Conospermum wycherleyi

Scientific classification
- Kingdom: Plantae
- Clade: Tracheophytes
- Clade: Angiosperms
- Clade: Eudicots
- Order: Proteales
- Family: Proteaceae
- Genus: Conospermum
- Species: C. wycherleyi
- Binomial name: Conospermum wycherleyi E.M.Benn.

= Conospermum wycherleyi =

- Genus: Conospermum
- Species: wycherleyi
- Authority: E.M.Benn.

Species of shrub native to Australia

Conospermum wycherleyi is a species of flowering plant in the family Proteaceae and is endemic to the south-west of Western Australia. It is an erect shrub with spoon-shaped to lance-shaped leaves with the narrower end towards the base, spike-like panicles of woolly, white, tube-shaped flowers and nuts with cream-coloured to orange hairs.

==Description==
Conospermum wycherleyi is an erect shrub that typically grows to a height of 1.5–1.5 m. Its leaves are spoon-shaped to lance-shaped with the narrower end towards the base, 20–130 mm long, 3–21 mm wide and arranged at the base of the flowers. The flowers are borne in spike-like panicles on a silky, velvety hairy peduncle 190–570 mm long with dark brown bracteoles 3.0–8.5 mm long, 2.4–6 mm wide and densely hairy. The flowers are white and woolly, forming a tube 2.0–5.5 mm long, the upper lip egg-shaped, 2.25–3.5 mm long and 1.5–2.5 mm wide, the lower lip with narrowly oblong lobes 1.0–1.5 mm long and 0.2–0.3 mm wide and covered with shaggy, silky hairs. Flowering time depends on subspecies, and the fruit is a hairy nut about 3.0–3.2 mm long and 2.50–2.75 mm wide with cream-coloured hairs, woolly hairs.

==Taxonomy==
Conospermum wycherleyi was first formally described in 1995 by Eleanor Marion Bennett in the Flora of Australia from specimens collected by Charles Gardner near Eneabba Creek in 1948. The specific epithet (wycherleyi) honours Paul Wycherley, the director of Kings Park and Botanical Garden from 1971 to 1992.

In the same edition of Flora of Australia, Bennett described C. wycherleyi subsp.glabrum, and its name, and the name of the autonym are accepted by the Australian Plant Census:
- Conospermum wycherleyi subsp. glabrum E.M.Benn. has the upper lip of the flowers 2.25–2.50 mm long, the lower lip joined for 1.25–1.50 mm and flowers from July to October.
- Conospermum wycherleyi E.M.Benn. subsp. wycherleyi (the autonym), has the upper lip of the flowers about 3.2 mm long, the lower lip joined for 2.0–2.25 mm and flowers in September.

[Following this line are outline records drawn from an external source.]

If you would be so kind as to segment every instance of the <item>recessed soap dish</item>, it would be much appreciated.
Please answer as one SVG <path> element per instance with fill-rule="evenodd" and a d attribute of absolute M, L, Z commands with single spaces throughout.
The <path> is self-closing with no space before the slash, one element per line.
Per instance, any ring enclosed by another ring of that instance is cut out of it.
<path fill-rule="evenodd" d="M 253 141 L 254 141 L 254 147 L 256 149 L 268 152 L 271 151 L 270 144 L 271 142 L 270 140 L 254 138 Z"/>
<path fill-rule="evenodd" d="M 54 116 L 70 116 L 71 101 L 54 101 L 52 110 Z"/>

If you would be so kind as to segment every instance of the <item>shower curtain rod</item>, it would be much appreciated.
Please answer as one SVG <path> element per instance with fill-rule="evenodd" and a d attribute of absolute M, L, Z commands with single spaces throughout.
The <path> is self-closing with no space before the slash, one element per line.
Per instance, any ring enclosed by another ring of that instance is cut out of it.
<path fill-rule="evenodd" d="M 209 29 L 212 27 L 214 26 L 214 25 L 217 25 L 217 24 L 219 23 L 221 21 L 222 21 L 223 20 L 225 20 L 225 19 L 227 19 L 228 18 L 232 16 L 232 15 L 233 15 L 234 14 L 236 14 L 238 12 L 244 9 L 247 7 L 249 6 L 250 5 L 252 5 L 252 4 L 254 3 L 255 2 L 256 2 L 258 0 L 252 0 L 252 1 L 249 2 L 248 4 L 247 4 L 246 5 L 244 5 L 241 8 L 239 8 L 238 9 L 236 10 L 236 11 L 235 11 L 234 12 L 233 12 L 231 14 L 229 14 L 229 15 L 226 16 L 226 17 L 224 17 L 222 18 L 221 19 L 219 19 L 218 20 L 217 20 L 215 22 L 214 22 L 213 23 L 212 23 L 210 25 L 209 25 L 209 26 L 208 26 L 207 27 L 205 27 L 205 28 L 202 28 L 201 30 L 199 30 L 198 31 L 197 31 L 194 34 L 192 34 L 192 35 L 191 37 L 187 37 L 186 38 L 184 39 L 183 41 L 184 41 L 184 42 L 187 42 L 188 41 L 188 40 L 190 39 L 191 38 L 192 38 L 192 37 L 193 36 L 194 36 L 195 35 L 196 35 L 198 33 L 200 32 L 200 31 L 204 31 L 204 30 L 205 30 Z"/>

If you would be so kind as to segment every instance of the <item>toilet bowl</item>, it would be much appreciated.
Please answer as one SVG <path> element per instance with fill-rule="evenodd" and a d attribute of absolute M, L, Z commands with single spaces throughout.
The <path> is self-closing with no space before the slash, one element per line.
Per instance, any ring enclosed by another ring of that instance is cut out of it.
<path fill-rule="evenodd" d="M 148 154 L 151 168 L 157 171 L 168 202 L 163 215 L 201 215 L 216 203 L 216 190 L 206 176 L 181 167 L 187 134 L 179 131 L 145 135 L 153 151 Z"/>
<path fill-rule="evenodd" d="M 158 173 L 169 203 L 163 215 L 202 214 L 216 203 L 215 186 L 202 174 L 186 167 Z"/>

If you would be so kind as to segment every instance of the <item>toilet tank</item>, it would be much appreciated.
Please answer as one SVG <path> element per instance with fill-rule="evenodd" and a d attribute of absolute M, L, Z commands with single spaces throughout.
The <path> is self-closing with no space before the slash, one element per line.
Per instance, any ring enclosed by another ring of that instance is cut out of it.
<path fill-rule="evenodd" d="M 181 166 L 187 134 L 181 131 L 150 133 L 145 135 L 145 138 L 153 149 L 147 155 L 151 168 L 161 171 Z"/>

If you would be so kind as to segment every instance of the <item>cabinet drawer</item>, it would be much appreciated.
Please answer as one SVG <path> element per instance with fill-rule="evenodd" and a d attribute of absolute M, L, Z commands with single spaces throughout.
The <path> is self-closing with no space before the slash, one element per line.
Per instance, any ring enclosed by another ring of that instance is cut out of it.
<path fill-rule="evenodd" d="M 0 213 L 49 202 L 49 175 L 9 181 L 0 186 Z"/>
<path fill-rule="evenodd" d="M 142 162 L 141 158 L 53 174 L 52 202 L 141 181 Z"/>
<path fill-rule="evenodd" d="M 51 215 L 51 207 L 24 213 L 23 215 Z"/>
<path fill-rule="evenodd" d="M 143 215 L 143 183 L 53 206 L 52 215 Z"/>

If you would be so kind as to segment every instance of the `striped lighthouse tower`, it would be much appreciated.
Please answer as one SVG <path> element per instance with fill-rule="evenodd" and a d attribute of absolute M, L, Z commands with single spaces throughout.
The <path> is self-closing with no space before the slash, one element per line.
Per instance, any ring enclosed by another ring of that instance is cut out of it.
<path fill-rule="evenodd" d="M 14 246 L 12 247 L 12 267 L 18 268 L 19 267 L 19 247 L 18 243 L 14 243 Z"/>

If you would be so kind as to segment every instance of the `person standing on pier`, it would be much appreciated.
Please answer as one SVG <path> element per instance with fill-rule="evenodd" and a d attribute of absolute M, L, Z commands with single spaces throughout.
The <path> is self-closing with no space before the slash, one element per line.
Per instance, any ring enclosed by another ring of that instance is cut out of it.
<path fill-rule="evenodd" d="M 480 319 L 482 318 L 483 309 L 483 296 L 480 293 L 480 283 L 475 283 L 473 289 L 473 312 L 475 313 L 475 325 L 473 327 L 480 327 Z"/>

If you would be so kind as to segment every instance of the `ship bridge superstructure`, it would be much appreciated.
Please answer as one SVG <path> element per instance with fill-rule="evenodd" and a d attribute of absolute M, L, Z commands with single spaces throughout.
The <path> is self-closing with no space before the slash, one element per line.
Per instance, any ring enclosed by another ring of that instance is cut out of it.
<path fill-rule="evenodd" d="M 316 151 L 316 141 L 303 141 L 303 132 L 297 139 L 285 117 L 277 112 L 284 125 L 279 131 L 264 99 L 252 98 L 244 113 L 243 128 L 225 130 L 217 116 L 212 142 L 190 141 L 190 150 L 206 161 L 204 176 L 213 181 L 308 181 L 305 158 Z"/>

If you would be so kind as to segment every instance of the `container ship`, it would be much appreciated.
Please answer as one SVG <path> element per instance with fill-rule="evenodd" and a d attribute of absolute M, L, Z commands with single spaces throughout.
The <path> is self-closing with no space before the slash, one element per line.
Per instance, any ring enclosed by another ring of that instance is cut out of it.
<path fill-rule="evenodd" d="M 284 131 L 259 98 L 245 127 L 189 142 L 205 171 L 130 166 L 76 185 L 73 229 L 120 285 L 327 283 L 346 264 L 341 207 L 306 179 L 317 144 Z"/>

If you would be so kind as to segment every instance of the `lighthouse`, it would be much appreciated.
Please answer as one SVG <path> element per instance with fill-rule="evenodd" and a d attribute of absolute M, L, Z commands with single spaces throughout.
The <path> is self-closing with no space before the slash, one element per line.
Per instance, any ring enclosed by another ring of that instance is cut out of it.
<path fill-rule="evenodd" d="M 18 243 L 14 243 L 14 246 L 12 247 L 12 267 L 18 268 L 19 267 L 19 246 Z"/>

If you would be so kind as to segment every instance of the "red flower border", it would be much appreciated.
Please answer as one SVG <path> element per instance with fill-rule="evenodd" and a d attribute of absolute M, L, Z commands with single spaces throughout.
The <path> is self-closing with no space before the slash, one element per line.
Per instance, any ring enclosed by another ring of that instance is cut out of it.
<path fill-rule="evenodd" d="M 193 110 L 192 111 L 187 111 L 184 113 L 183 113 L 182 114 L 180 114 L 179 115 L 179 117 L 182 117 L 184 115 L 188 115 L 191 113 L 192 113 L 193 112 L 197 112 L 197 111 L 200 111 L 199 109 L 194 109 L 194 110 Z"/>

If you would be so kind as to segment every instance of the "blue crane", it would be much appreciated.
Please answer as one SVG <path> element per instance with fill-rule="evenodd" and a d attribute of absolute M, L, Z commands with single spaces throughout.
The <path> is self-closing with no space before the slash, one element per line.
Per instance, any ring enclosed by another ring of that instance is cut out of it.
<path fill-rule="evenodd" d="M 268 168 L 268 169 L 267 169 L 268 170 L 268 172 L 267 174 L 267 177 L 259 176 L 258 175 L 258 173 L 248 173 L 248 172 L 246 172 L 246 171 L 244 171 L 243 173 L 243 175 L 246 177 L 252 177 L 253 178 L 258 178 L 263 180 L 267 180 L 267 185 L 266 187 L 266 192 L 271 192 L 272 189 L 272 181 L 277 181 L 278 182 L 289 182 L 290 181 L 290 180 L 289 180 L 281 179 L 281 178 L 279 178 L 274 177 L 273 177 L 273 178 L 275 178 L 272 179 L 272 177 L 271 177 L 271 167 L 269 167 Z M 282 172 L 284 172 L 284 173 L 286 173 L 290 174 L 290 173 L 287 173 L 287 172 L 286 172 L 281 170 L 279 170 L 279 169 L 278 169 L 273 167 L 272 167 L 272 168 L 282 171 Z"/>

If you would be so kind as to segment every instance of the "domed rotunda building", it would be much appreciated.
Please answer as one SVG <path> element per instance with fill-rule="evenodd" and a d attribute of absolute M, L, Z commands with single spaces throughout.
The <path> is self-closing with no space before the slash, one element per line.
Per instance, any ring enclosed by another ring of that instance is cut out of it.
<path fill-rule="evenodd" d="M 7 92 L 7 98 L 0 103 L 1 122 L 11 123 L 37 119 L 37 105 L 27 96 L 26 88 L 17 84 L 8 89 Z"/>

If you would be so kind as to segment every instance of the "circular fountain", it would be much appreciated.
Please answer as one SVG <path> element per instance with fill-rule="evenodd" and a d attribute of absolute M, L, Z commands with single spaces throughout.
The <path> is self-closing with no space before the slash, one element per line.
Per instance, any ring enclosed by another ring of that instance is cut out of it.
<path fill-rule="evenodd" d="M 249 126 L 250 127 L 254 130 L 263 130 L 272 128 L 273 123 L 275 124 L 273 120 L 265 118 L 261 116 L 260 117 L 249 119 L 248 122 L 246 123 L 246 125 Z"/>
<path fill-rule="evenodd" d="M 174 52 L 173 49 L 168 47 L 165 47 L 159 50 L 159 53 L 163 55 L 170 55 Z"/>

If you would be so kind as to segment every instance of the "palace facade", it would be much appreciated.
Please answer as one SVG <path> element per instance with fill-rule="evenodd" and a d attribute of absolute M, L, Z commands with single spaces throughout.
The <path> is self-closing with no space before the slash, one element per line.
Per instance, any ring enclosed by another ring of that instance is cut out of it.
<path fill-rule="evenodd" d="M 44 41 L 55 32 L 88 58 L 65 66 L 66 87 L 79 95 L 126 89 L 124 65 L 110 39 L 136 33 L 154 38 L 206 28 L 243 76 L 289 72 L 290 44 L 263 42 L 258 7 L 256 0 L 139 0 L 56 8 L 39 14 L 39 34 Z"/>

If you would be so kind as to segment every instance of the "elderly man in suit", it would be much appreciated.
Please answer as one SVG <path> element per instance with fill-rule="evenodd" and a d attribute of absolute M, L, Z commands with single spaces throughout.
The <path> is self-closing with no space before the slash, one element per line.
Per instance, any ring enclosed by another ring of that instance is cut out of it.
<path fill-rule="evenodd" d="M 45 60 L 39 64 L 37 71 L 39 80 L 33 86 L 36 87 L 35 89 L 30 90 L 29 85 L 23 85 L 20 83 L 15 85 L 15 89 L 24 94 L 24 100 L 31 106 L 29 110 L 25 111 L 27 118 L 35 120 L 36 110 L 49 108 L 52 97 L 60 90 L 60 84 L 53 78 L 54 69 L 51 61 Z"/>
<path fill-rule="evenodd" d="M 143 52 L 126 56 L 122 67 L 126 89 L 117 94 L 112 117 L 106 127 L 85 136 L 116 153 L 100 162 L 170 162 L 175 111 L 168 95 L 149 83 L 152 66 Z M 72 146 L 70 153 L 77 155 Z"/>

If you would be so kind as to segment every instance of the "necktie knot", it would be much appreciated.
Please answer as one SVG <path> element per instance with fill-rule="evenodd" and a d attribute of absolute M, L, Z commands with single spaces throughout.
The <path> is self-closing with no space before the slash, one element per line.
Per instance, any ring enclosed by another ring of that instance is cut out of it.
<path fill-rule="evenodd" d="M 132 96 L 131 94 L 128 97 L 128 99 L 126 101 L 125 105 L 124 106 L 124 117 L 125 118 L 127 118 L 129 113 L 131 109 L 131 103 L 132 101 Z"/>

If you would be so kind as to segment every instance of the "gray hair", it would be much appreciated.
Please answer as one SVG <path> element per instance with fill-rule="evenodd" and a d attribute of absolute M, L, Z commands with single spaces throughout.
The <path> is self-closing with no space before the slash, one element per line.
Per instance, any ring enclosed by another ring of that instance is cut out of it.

==Distribution and habitat==
This species of Conospermum grows in sandy soils and laterite on sandplains near Badgingarra and Eneabba and north to Walkaway in the Geraldton Sandplains and Jarrah Forest bioregions of south-western Western Australia.
Subspecies glabrum occurs between Lake Logue and Walkaway, and subsp. wycherleyi grows near Eneabba.